Beyond the short-term mental boost it provides, coffee also appears to benefit longer-term cognitive well-being. A 2012 study reported that patients with mild cognitive impairment and plasma caffeine levels of > 1200 ng/mL—courtesy of approximately three to five cups of coffee per day—avoided progression to dementia over the following 2-4 years.[30] On a related note, a study from last year[31] reported that caffeine consumption appears to enhance memory consolidation. Corresponding studies in mice suggest that caffeine suppresses enzymes involved in amyloid-beta production, while coffee consumption boosts granulocyte colony-stimulation factor, interleukin-10, and interleukin-6 levels, cytokines thought to contribute to the reported benefits.
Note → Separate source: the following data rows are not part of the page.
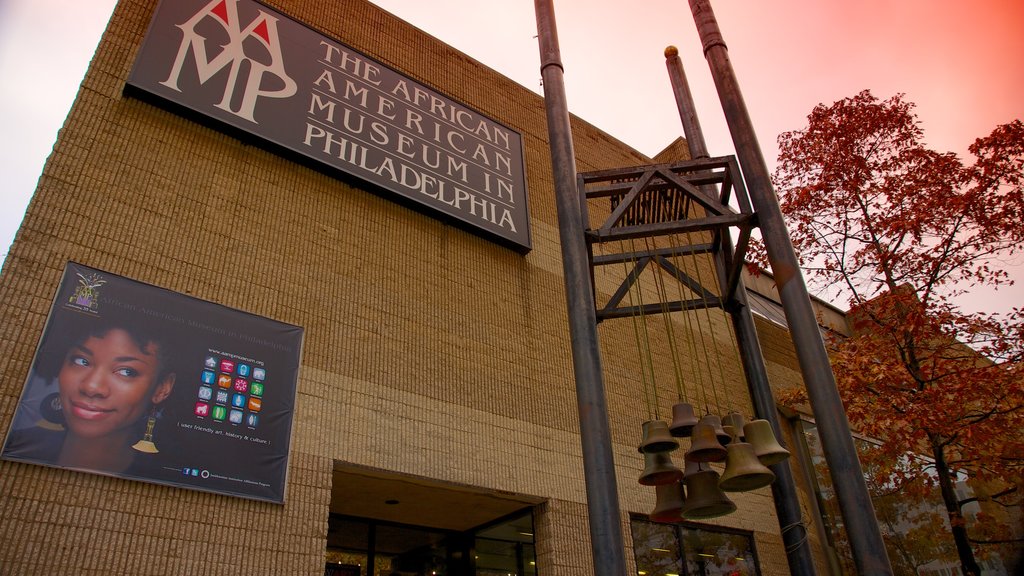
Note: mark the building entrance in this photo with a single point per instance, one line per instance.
(383, 525)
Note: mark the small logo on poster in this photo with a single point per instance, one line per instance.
(86, 296)
(246, 70)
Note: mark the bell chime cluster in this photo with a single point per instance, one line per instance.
(698, 491)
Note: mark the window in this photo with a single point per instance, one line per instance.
(689, 549)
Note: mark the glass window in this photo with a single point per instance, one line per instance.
(502, 548)
(687, 549)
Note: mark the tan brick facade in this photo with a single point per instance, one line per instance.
(428, 351)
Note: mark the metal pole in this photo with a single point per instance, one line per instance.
(851, 491)
(798, 547)
(595, 436)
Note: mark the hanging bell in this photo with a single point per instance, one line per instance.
(658, 469)
(734, 419)
(760, 435)
(732, 434)
(670, 503)
(705, 446)
(705, 498)
(742, 469)
(683, 420)
(716, 422)
(656, 438)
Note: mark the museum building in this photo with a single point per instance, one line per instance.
(353, 225)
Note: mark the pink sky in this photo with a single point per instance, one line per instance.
(963, 64)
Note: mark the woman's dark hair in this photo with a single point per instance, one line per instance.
(67, 330)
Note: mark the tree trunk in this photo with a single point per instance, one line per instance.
(956, 522)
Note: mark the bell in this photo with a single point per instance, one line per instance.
(683, 420)
(705, 446)
(670, 502)
(716, 422)
(705, 498)
(734, 419)
(658, 469)
(742, 469)
(732, 434)
(760, 435)
(656, 438)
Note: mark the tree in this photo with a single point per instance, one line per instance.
(904, 231)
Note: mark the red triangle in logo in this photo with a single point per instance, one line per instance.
(221, 10)
(262, 32)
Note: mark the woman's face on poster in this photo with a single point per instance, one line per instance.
(108, 382)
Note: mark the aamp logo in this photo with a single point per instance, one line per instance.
(263, 29)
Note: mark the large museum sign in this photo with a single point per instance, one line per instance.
(248, 66)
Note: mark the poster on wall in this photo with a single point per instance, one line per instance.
(253, 69)
(139, 382)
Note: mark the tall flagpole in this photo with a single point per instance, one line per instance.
(848, 479)
(798, 547)
(599, 467)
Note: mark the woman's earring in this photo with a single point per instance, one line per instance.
(146, 445)
(50, 413)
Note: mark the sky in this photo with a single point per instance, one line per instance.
(962, 64)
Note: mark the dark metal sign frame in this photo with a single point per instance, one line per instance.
(258, 72)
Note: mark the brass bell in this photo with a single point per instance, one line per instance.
(742, 469)
(705, 498)
(716, 422)
(734, 419)
(670, 502)
(683, 420)
(658, 469)
(760, 435)
(705, 446)
(656, 438)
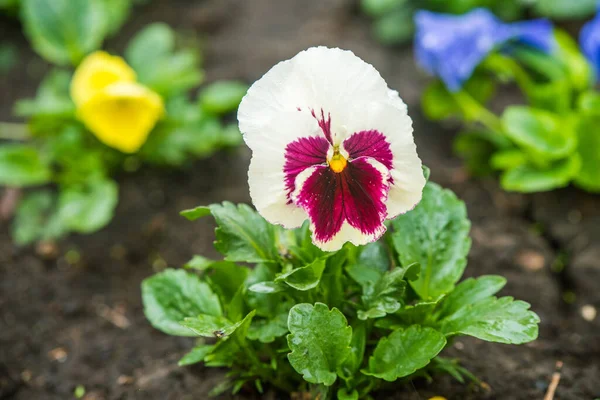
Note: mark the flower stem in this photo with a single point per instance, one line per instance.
(14, 131)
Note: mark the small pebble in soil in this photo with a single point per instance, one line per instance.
(531, 260)
(58, 354)
(589, 312)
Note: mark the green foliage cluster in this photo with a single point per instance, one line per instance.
(393, 19)
(548, 143)
(341, 324)
(69, 168)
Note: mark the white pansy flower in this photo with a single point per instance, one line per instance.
(330, 143)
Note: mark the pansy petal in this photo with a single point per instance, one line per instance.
(122, 115)
(316, 79)
(97, 71)
(266, 175)
(589, 39)
(347, 206)
(452, 46)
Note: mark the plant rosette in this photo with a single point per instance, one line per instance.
(546, 144)
(308, 298)
(111, 114)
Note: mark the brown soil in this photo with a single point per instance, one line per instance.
(68, 322)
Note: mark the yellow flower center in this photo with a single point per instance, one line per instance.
(337, 162)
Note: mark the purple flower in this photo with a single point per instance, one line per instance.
(452, 46)
(589, 40)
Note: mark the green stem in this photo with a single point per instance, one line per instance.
(14, 131)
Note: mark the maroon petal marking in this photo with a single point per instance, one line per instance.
(301, 154)
(357, 195)
(371, 143)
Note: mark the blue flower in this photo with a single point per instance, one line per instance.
(452, 46)
(589, 39)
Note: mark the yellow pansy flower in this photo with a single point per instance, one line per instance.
(122, 115)
(97, 71)
(120, 112)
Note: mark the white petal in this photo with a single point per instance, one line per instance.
(317, 78)
(266, 177)
(348, 234)
(391, 119)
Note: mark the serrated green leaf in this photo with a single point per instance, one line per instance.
(267, 330)
(543, 134)
(243, 235)
(528, 178)
(502, 320)
(64, 31)
(85, 209)
(196, 355)
(228, 350)
(36, 218)
(52, 98)
(470, 291)
(210, 325)
(345, 394)
(173, 295)
(226, 278)
(195, 213)
(320, 341)
(404, 352)
(435, 235)
(589, 151)
(304, 278)
(159, 65)
(22, 165)
(357, 352)
(222, 97)
(383, 296)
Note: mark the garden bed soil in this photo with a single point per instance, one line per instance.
(76, 319)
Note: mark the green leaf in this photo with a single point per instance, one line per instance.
(395, 27)
(344, 394)
(543, 134)
(210, 325)
(195, 213)
(589, 152)
(228, 351)
(502, 320)
(377, 8)
(36, 219)
(304, 278)
(226, 278)
(404, 352)
(22, 166)
(196, 355)
(470, 291)
(52, 98)
(266, 287)
(528, 178)
(435, 235)
(578, 68)
(152, 54)
(85, 209)
(357, 352)
(319, 340)
(383, 296)
(267, 330)
(222, 97)
(243, 235)
(173, 295)
(564, 9)
(64, 31)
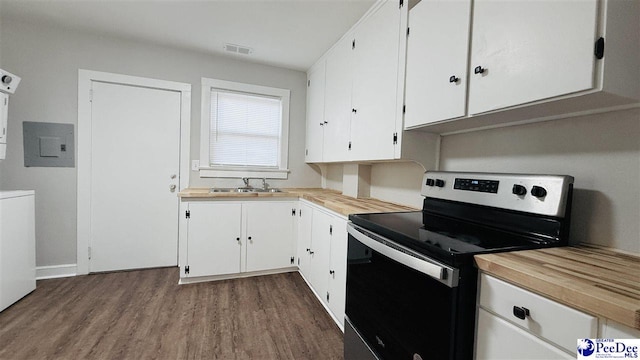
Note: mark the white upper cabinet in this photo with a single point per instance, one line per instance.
(437, 50)
(525, 61)
(339, 81)
(524, 51)
(375, 99)
(364, 94)
(315, 113)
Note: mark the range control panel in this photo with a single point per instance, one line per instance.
(539, 194)
(490, 186)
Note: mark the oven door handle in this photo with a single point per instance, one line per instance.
(405, 256)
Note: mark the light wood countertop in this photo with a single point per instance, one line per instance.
(596, 280)
(330, 199)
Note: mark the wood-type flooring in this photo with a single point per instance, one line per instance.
(145, 314)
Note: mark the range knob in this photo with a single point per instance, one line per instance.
(519, 190)
(538, 191)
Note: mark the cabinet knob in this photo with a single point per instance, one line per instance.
(520, 312)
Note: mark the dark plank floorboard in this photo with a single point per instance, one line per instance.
(145, 315)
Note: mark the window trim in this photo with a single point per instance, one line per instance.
(282, 172)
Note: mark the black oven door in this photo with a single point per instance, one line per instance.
(400, 303)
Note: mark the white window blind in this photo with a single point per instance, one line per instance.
(245, 129)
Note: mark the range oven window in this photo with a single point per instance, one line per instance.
(400, 312)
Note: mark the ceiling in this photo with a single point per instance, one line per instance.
(286, 33)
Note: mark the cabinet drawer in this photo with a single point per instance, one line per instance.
(498, 339)
(546, 318)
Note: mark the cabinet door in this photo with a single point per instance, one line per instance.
(436, 85)
(530, 50)
(498, 339)
(315, 113)
(319, 254)
(338, 269)
(214, 238)
(375, 84)
(305, 216)
(338, 101)
(269, 235)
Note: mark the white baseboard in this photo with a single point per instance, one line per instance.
(194, 280)
(55, 271)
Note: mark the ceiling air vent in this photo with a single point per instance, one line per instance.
(238, 49)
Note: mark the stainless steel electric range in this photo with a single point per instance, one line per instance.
(411, 279)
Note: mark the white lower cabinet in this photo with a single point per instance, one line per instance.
(17, 246)
(225, 238)
(514, 323)
(322, 249)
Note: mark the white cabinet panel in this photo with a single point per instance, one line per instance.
(338, 89)
(269, 235)
(436, 56)
(530, 50)
(214, 244)
(501, 297)
(318, 274)
(315, 113)
(497, 339)
(305, 218)
(4, 111)
(17, 246)
(338, 269)
(375, 83)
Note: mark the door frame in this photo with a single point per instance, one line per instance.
(83, 211)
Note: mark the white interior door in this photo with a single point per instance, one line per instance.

Caffeinated coffee has long been thought to be neuroprotective in Parkinson disease (PD)—recent work found that variants in the glutamate-receptor gene GRIN2A affect PD risk in coffee drinkers[32]—as well as in multiple sclerosis.[33] Furthermore, research from 2012 suggests that drinking coffee may prevent the formation of Lewy bodies, a signature pathologic finding in PD.[34]


A 2011 study suggests that a boost in coffee consumption might also benefit our mental health[35]: Women who drank two to three cups of coffee per day had a 15% decreased risk for depression compared with those who drank less than one cup per week. A 20% decreased risk was seen in those who drank four cups or more per day. Newer work also suggests that regular coffee drinking may be protective against depression.[36] The short-term effect of coffee on mood may be due to altered serotonin and dopamine activity, whereas the mechanisms behind its potential long-term effects on mood may be related to its antioxidant and anti-inflammatory properties, factors that are thought to play a role in depressive illnesses.[37-40]

Liver Disease

The liver might help break down coffee, but coffee might protect the liver (in some cases). Evidence suggests that coffee consumption slows disease progression in patients with alcoholic cirrhosis and hepatitis C, and reduces the risk of developing hepatocellular carcinoma.[41-44] A 2012 study[45] reported that coffee intake is associated with a lower risk for nonalcoholic fatty liver disease (NAFLD), while work published in 2014[46] found that coffee protects against liver fibrosis in those with already established NAFLD.